Dr. Nathan P. Gibson, co-editor of Syriaca.org’s New Handbook of Syriac Literature, will present a paper titled “Toward a Cyberinfrastructure for Syriac Literature: Mapping a Text Corpus using TEI and RDF” at the Digital Classicist Berlin seminar on January 24, 2017.

Abstract

A few years ago, scholars of Greek and Latin literature called for a “cyberinfrastructure” that would facilitate a new generation of digital collections––an infrastructure that uses linked open data approaches to organize the myriad of web resources related to classical studies. Already such frameworks are being built on the basis of existing claves, digital transcriptions of texts, and other tools that comprise standards in the fields of Greek and Latin.

But what would it look like to build a cyberinfrastructure for a field that substantially lacks such standard tools? Scholars have pointed out the necessity of this kind of digital framework for literature written in Syriac, an Aramaic language used widely in the Middle East from late antiquity through the middle ages, and still used by minority communities from India to Lebanon and California. On the one hand, unlike the situation of Greek and Latin texts, there are no comprehensive finding aids and few digital transcriptions for the Syriac works represented in tens of thousands of manuscripts worldwide, despite several centuries of scholarly research and cataloguing. On the other hand, online Syriac resources are spontaneously proliferating as more and more repositories post their collections online and users contribute PDFs to crowd-sourced initiatives. The New Handbook of Syriac Literature, a born-digital reference tool being produced by the Syriaca.org project, attempts to address both of these infrastructural challenges. This seminar will confront the question of how TEI-XML can be used to model metadata about works in a way that supports a larger cyberinfrastructure (including RDF serialization).
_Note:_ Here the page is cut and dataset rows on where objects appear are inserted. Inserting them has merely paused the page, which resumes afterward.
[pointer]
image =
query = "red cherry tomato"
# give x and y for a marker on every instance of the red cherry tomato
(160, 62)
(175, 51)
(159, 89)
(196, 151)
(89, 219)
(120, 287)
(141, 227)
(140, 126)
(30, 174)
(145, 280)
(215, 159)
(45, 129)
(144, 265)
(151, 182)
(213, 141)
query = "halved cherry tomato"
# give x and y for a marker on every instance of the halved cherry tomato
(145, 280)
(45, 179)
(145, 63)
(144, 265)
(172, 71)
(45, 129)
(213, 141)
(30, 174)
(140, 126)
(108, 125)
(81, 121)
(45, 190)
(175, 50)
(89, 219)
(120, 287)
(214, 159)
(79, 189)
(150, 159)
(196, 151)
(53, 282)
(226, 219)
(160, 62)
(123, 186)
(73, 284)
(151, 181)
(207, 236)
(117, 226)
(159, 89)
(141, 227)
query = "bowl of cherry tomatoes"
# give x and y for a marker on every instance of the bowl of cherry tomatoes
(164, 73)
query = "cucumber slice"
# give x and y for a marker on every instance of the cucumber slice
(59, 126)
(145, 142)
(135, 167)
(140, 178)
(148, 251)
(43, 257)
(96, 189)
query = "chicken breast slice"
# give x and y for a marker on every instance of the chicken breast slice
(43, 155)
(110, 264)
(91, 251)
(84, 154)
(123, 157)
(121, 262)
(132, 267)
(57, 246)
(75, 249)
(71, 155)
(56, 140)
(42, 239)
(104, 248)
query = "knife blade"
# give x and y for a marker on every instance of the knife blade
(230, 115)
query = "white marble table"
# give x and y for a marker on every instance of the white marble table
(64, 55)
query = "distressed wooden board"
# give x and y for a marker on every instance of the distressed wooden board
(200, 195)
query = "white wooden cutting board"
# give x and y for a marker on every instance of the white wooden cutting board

Further, the presentation will explore the opportunities such an endeavor has to reorient an entire field. How might such a cyberinfrastructure help reevaluate research priorities, which for centuries have been driven largely by the uneven extent to which certain texts are more discoverable and available than others? And how might it enable scholars to map the entire Syriac literary corpus by subject, time period, or genre––something that has never before been possible? The initial findings and examples presented here may point the way forward not only for Syriac studies, but also for the study of other literary corpora that so far lack standard reference tools and classification schemes.